5.2 Secondary Hypothesis: Compiler/Driver Inefficiencies
Intel's IGC (Intel Graphics Compiler):
- May not be generating optimal SIMD instructions for quantization kernels
- Register allocation for mixed precision (fp16 scales + int8 data) may be suboptimal
- Loop unrolling and vectorization may not be aggressive enough
Evidence: Driver updates (IGC 2.28.4 → 2.30.1) showed no improvement for Q8_0, confirming issue is in llama.cpp kernels, not compiler.
5.3 Tertiary Hypothesis: Architecture-Specific Tuning Missing
Xe1 (Alchemist) and Xe2 (Battlemage) have:
- Different L2 cache sizes (16MB vs larger on B70)
- Different memory latency characteristics
- Different SIMD width preferences
Current code has no architecture-aware tuning - same kernels run on all Intel GPUs.

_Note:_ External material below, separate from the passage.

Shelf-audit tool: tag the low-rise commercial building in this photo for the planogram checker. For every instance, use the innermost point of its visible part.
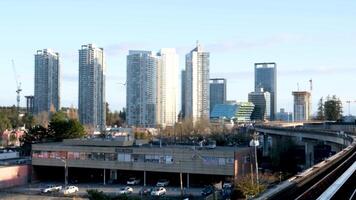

5.4 Ecosystem Fragmentation
IPEX-LLM: Closed-source optimizations, lagging updates
llama.cpp SYCL: Community maintained, gaps in coverage
llama.cpp Vulkan: Good prompt processing, poor token gen
vLLM Intel: Production-grade but limited model support
No unified optimization effort across all quantization formats.
6. Proposed Solutions
6.1 Immediate Actions (Existing PRs)
-
PR #21527 - Q8_0 Reorder Support (3.1x speedup for Q8_0)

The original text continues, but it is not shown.